La filmografía de Drácula o del monstruo de Frankenstein probablemente iguala y aun supera a la inspirada por los relatos de Poe. Pero, desde un punto de vista relativo, Poe es el rey del género en el cine como lo es en la literatura.

Si, a fin de cuentas, Stoker y Shelley se han limitado a procurar un único tema que ha servido a un sinfín de guionistas para urdir con mejor o peor arte intrigas casi siempre muy alejadas de sus originales literarios, Poe ha suministrado multitud de argumentos.

Ninguno de los temas de Poe ha llegado a constituirse en un clásico arquetipo del género, pero son varios los que se han llevado al cine en más de una ocasión y, por lo general, las cintas que han inspirado están lejos de lo vulgar.

Por otra parte, Poe ha tentado con notable frecuencia a realizadores no especializados en cine terrorífico. Ya que sus relatos son ante todo visiones poéticas que materializan arquetipos del subconsciente, es lógico que haya atraído no sólo a quienes aspiraban a sorprender o atemorizar al público, sino también a quienes obraban con fines exclusivamente artísticos.

El realizador que ha utilizado de modo más masivo e indiscriminado los temas de Poe ha sido sin duda Roger Corman. Ha dado pruebas de una personalidad y talento poco comunes entre los cineastas que han trabajado en este apresurado e ingrato sistema de producción de cine de consumo, que en la actualidad ha quedado casi totalmente engullido por la televisión.

El ciclo de films basados en narraciones de Edgar Allan Poe, que corresponde a su última etapa como artesano de serie B, comprende títulos realizados para la productora American International.

El esquema de estas cintas siempre es el mismo: se recoge la situación central del relato de Poe, pero, ya sea, para insistir más en el horror que en lo fantástico, ya para ampliar a las dimensiones de un largometraje un tema pensado para relato corto, Corman y sus colaborados rehuían a menudo las explicaciones sobrenaturales  para convertir los sucesos en resortes de una intriga criminal.
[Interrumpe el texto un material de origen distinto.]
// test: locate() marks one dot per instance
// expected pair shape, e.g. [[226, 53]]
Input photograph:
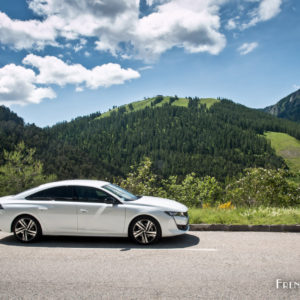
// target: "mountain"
[[180, 135], [287, 108]]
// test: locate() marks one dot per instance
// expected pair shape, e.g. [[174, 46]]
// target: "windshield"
[[123, 194]]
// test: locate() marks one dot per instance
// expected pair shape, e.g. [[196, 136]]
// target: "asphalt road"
[[198, 265]]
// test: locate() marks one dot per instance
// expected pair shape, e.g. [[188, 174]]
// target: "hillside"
[[287, 108], [158, 101], [206, 136], [287, 147]]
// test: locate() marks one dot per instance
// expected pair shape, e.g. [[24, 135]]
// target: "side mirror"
[[110, 200]]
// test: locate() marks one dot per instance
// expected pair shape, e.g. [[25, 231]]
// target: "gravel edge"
[[224, 227]]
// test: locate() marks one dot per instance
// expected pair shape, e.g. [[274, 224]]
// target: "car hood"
[[168, 205]]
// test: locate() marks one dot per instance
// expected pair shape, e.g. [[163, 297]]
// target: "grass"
[[245, 216], [138, 105], [287, 147]]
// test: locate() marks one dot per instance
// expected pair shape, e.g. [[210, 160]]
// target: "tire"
[[26, 229], [145, 230]]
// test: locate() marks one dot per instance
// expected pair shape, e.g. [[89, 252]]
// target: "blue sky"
[[60, 59]]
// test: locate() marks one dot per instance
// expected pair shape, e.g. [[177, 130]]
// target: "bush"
[[263, 187]]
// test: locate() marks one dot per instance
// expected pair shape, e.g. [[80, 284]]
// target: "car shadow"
[[124, 244]]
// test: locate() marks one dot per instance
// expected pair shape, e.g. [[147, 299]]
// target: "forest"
[[220, 141]]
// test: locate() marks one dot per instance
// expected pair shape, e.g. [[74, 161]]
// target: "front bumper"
[[176, 226]]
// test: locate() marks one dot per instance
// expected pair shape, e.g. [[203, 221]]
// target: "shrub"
[[265, 187]]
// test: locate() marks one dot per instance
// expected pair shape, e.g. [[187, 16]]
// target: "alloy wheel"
[[144, 231], [26, 229]]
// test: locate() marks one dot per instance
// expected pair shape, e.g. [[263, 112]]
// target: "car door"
[[56, 209], [96, 217]]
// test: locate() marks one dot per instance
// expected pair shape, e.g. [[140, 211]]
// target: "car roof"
[[79, 182]]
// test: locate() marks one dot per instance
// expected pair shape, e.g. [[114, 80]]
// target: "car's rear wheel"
[[145, 230], [27, 229]]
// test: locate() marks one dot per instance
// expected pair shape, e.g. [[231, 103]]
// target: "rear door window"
[[61, 193]]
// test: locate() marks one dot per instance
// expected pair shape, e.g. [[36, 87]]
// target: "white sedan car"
[[90, 208]]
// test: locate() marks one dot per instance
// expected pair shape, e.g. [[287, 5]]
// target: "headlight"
[[176, 214]]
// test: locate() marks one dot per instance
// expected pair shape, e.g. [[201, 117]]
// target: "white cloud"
[[192, 25], [266, 10], [145, 68], [118, 28], [79, 89], [247, 48], [20, 85], [231, 24], [17, 86], [27, 34], [54, 71]]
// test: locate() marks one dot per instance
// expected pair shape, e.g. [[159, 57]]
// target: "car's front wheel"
[[27, 229], [145, 230]]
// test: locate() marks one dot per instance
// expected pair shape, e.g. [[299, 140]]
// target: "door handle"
[[43, 208]]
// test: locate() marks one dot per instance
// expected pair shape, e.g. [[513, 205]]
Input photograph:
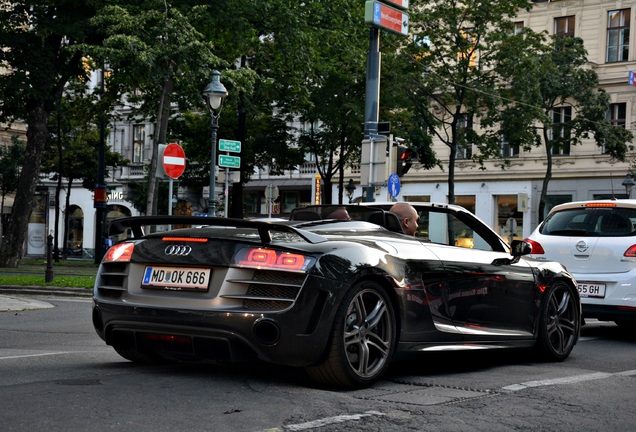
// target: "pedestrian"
[[407, 215]]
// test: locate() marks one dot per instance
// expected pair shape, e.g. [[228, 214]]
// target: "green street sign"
[[229, 161], [229, 145]]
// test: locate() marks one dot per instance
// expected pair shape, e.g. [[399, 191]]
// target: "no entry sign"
[[174, 160]]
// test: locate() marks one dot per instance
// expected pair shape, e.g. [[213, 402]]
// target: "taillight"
[[272, 259], [630, 252], [537, 249], [121, 252]]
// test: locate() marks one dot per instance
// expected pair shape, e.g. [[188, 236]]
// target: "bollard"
[[48, 274]]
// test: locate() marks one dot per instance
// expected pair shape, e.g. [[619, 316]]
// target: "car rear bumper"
[[619, 301], [609, 312], [289, 338]]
Ello se hacía con un buen criterio, a pesar de tratarse de cintas comerciales y destinadas en principio a la exhibición en circuitos secundarios: el sentido plástico de Corman, servido por la experiencia de Floyd Crosby, hacía posible que perdurara en ellas, a pesar de los cambios introducidos, el espíritu y el clima de Poe.

Sugerencias

The house of Usher (1960); The pit and the pendulum (1961); The premature burial (1962); Tales of terror (1962); The raven (1963); The haunted palace (1963); The mask of the red death (1964); The bomb of Ligeia (1964).